Innovation doesn't just happen…it comes from awesome intrapreneurial teams. Are you or your company guilty of killing good ideas?
Yes, everyone at the top is interested in innovation. It has become a business mandate in many organizations. But are the leaders serious? We find that plenty of companies are not walking the talk. They want innovation, but also don’t want to recalibrate the organizational systems. These systems are where a good idea has as much opportunity to succeed as me going to the moon. Why so?
For starters, organizations do not have an internal muscle for a creative process. The creative process is not well understood and it is truly a fragile process. This situation promotes uncertainty; something most leaders do not want to spend time on. Additionally, there are very few internal experts who can support it and nurture it like there are for project management processes, customer service processes, budgeting processes, etc. This is very tough in today’s short-term focus surrounded by the fear-inducing environment of rapid technological change and dynamic markets—but this also makes innovation essential.

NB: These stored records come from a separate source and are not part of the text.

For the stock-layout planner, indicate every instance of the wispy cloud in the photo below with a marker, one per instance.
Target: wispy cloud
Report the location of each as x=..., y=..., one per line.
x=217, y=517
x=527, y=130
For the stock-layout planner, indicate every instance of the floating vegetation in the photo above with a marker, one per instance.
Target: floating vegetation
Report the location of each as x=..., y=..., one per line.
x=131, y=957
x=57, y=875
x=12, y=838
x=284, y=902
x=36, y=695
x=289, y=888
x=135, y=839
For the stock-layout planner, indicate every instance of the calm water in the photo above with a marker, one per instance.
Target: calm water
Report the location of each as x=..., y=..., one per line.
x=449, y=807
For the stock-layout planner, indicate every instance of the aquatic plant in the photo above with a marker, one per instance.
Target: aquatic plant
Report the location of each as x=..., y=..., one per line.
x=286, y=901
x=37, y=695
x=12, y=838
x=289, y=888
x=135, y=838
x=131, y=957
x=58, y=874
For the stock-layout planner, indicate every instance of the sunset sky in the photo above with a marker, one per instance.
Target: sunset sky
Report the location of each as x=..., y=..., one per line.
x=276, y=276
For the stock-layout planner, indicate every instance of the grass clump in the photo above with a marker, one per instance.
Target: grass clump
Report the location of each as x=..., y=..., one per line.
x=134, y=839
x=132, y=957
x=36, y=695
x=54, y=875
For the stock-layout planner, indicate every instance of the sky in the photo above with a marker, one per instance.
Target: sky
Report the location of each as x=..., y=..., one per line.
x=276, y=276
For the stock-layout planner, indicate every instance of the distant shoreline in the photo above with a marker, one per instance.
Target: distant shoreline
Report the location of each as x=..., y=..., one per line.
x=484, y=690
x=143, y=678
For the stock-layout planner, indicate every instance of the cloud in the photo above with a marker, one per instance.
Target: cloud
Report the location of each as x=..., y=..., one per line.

So what to do? First, kill the innovation killers. Here is our list of innovation killers that will need significant moderation if not surgical removal. You can discover for yourself if you have an environment that is crushing good ideas or allowing growth and change to be welcomed.

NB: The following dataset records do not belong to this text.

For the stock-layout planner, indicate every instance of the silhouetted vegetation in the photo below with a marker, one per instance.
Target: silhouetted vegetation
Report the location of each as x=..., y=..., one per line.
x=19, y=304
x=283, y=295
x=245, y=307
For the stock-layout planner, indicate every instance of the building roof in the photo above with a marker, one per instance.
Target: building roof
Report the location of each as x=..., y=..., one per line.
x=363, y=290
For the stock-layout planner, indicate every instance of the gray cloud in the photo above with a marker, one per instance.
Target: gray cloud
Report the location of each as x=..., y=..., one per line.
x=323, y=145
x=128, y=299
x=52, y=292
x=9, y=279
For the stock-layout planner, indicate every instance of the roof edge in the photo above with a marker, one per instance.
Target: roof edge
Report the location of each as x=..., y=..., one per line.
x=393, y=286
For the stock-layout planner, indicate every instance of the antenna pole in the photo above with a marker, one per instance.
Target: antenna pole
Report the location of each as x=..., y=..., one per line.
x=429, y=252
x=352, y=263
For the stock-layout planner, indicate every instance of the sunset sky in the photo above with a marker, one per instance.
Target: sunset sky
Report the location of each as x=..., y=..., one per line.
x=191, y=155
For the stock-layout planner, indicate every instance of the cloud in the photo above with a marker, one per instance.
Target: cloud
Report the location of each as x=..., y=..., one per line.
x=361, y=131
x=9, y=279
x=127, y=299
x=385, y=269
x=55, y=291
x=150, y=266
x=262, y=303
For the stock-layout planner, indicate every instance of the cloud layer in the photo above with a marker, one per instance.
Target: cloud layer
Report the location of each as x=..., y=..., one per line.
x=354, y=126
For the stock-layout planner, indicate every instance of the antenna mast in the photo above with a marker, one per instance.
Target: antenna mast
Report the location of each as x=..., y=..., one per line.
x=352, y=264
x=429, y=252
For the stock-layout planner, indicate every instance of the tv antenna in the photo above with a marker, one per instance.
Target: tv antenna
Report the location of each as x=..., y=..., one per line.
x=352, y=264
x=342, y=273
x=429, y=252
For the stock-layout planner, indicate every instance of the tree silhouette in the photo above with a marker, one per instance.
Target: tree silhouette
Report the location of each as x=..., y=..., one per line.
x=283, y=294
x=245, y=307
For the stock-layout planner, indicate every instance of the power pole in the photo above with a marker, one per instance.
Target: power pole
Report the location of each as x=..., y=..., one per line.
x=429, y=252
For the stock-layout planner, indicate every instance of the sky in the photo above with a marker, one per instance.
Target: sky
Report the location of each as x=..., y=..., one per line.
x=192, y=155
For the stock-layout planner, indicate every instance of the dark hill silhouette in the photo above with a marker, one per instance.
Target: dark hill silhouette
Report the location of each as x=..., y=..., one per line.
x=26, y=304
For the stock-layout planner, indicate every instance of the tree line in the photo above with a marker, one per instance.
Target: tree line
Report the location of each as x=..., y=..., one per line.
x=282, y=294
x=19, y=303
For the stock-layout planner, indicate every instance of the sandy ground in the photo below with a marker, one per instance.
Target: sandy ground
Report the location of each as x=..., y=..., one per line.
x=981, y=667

- Clear(?) and cumbersome approval processes, rules, regulations for every action at every level within the organization. Making decisions takes forever and when they are made, they take forever to implement. Too much process everywhere.

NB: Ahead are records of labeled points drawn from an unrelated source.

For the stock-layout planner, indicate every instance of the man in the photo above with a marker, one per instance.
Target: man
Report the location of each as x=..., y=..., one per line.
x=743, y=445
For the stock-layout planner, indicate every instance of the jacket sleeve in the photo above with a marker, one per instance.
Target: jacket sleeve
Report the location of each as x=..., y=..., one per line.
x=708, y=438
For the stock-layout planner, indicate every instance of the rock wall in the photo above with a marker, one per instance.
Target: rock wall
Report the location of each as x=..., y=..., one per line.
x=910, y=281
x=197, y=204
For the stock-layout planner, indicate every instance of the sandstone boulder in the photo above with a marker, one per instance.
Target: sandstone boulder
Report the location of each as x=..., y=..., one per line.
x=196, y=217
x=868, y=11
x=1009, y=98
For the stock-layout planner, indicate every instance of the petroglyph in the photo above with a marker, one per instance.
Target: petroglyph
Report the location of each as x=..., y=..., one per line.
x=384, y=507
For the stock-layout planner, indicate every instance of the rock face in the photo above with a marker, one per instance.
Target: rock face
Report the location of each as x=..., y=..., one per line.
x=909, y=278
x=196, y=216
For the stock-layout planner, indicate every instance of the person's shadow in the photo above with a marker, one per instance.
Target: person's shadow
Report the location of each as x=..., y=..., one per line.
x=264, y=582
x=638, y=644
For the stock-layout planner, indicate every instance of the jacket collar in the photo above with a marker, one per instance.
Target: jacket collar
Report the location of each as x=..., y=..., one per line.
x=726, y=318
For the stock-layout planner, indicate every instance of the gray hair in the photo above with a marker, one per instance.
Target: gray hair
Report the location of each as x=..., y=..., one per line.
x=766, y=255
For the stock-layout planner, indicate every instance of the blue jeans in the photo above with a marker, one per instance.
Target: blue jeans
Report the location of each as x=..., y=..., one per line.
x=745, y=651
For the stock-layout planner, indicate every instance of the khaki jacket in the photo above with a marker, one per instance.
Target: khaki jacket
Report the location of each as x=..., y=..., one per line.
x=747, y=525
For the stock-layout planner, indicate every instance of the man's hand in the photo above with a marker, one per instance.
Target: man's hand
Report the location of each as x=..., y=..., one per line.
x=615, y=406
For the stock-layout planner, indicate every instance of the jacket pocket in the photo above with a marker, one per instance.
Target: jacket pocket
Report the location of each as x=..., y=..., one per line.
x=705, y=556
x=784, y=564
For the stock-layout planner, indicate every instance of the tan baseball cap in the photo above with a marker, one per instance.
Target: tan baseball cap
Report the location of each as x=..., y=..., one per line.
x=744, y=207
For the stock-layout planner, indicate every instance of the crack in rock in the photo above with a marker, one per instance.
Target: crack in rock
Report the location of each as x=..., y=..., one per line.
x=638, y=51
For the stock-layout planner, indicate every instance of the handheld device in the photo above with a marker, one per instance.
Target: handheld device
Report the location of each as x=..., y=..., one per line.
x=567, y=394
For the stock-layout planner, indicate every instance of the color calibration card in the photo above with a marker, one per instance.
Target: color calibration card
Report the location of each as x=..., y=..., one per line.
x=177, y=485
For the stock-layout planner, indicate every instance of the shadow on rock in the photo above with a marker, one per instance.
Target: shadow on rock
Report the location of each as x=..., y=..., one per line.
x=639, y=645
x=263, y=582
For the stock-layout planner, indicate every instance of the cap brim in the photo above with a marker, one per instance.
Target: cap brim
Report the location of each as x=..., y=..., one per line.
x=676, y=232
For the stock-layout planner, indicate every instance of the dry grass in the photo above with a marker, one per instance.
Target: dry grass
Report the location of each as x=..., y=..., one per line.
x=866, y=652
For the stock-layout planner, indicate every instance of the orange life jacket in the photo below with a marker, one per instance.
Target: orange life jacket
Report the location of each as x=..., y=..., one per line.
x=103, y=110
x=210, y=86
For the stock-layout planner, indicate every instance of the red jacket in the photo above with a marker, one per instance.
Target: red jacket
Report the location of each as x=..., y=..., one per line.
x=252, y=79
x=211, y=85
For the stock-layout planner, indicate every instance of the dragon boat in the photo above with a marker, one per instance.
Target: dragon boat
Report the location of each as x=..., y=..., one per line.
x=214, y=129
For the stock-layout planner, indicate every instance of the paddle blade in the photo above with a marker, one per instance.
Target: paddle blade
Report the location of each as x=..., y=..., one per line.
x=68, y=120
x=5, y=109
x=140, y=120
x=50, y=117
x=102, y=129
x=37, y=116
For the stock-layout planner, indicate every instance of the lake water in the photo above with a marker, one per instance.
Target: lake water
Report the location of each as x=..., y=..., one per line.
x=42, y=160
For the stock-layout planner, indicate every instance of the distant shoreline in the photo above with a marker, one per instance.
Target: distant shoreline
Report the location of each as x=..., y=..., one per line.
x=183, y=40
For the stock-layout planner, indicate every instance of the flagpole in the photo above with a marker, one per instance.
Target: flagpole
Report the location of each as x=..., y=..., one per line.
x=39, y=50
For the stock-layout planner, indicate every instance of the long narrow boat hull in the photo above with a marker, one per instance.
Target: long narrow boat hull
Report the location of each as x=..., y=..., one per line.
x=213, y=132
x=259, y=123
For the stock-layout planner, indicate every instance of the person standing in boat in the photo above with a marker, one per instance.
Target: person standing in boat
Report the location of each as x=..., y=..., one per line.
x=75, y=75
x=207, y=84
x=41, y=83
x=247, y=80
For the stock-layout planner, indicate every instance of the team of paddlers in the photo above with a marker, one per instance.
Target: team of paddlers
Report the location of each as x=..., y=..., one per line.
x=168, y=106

- Silos are promoted. The organization loves to allow departments and individuals to compete against one another for resources and protect their areas.
- The truth is one-sided the truth comes mostly in the form of criticism without praise. The glass is always half-empty. The focus is so much on execution, that the culture often forgets the impact on human spirit.
- Don’t trust new ideas. All ideas are evaluated with great suspicion and ‘yes, but’. When someone contributes a new idea, the first thing someone says is ‘yes but…’ followed by ‘not sure if we can do that, or we have never done that before, or management will not approve it, etc.’ Moving away from the status quo is very difficult and not often welcomed.
- Control and calibrate everything. The organization is very systematic, dashboard driven, precise, and project managed. Although all of that is very essential, the system does not allow for any quick experimentation of new ideas or technologies with spontaneity. Missing target goals is frowned upon more than the lessons gathered through failure.
- Organization is very secretive. Restructuring, product launches, competitive news, and executive changes all occur in a secretive manner. Leaders believe that “the less people know, the better they can stay focused on the day-to-day job.” The firm does not like to share bad news with employees until the last minute.
- Promote class-based relationships. There are seniors and inferiors. Seniority and tenure are heavily used to promote fear-based execution. The culture perpetuates the idea that seniors know everything and they should get the best of everything. The higher you are up in the ladder, the more you are allowed to look down at others. Unpleasant duties can be delegated to inferiors.
- The pyramid is inverted. The higher-ups know everything important about the business, and the bottom does not need to know how the business should be conducted; as long as they do what they are trained to do.
- Leadership is invisible. Leaders are not able to connect to employees. Employees do not have confidence in the leaders based on their action and those of the top management team.